GWAS Identifies 13 Polymorphisms Associated with Motion Sickness. B. S. Hromatka, E. R. Chang, J. Y. Tung, J. L. Mountain, U. Francke, C. B. Do, N. Eriksson 23andMe, Inc., Mountain View, CA.

   Motion sickness and its underlying causes are not well understood and yet this condition affects many; between 7% and 28% of people experience acute motion sickness while traveling. This condition is also medically relevant, as individuals who experience motion sickness while traveling are more likely to experience nausea and vomiting after surgery. A better understanding of this common condition could perhaps lead to improved travel and surgery experiences. Twin studies on motion sickness suggest high heritability (57-70%), but to date there are no known genetic factors associated with motion sickness. To discover which genes may be involved, we conducted a genome-wide association study on over 33,400 individuals who were genotyped on the 23andMe platform and surveyed on motion sickness. We found thirteen SNPs associated with motion sickness at a genome-wide-significant level. Of these 13 SNPs, several are found near genes associated with eye, ear, and neurological development.

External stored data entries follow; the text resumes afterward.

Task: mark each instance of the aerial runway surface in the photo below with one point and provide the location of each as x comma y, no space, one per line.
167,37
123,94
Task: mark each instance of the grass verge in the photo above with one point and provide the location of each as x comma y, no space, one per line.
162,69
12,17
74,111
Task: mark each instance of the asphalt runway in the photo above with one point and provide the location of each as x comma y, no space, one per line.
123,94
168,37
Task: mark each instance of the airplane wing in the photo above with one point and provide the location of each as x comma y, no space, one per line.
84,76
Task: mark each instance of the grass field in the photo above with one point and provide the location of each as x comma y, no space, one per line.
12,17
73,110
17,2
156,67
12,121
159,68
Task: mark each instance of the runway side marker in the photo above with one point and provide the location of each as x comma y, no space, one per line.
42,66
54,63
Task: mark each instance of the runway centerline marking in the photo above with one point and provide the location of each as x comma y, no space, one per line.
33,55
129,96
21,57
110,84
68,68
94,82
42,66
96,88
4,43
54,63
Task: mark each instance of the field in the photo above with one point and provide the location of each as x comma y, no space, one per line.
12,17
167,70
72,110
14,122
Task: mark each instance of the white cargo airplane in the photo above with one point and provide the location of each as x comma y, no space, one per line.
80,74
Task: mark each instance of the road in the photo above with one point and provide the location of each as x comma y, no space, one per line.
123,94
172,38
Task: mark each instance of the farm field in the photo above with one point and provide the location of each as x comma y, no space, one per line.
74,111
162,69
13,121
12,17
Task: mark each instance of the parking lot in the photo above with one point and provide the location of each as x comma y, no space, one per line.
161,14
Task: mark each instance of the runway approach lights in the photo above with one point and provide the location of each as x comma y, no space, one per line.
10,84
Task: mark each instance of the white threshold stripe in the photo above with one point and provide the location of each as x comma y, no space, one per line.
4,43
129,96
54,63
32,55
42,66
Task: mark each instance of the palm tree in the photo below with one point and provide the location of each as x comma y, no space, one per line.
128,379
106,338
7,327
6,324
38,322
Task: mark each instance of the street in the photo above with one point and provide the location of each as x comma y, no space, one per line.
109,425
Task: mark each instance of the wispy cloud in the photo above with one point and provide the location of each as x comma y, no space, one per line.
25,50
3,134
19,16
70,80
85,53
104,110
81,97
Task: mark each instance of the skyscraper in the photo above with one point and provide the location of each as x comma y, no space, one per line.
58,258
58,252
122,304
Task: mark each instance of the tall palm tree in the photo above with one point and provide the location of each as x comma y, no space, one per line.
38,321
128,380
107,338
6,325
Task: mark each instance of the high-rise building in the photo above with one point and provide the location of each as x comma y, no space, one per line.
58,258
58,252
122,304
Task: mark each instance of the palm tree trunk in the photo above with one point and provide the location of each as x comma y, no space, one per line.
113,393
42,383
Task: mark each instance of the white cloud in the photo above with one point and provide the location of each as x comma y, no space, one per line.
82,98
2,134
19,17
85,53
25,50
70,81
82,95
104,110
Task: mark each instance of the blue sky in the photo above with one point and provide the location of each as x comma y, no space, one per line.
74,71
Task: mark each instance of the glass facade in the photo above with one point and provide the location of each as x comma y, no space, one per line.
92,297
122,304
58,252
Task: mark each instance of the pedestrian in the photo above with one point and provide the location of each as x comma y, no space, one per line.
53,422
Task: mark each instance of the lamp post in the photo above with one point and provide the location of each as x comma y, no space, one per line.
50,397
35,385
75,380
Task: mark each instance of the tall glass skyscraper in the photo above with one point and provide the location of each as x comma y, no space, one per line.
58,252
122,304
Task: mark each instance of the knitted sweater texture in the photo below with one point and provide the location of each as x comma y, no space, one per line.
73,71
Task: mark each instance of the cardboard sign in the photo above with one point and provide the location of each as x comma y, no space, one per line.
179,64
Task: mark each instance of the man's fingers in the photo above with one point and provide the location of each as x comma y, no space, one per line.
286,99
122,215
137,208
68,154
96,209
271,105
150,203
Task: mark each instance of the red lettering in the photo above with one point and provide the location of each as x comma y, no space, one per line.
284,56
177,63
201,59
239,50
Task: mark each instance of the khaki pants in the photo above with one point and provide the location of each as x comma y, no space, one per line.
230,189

Of note is rs6926953 (p = 1.95 x 10-9), which is 300 kb upstream from the gene MUTED; mutations in the mouse homolog of MUTED are implicated in balance problems. In addition, rs4891066 (p = 3.24 x 10-9) is 99 kb downstream from TSHZ1, a gene involved in inner ear development. Furthermore, rs17720662 (p = 2.69 x 10-27), which was the most significant association found, is 1.1 Mb upstream from the gene PVRL3, which plays a role in eye development. One prevailing theory of motion sickness is that nausea results from contradictory information the brain receives while traveling. The inner ear, which can perceive acceleration and influences balance, signals moving to the brain, while the eye signals stationary because the car or boat is stationary relative to the viewer. The proximity of several of these motion sickness-associated SNPs to genes associated with eye, ear, and neurological development suggests that these genes may be involved in motion sickness. These findings are an important first step towards understanding the biological basis of not only motion sickness, but of conditions such as post-operative nausea and vomiting as well.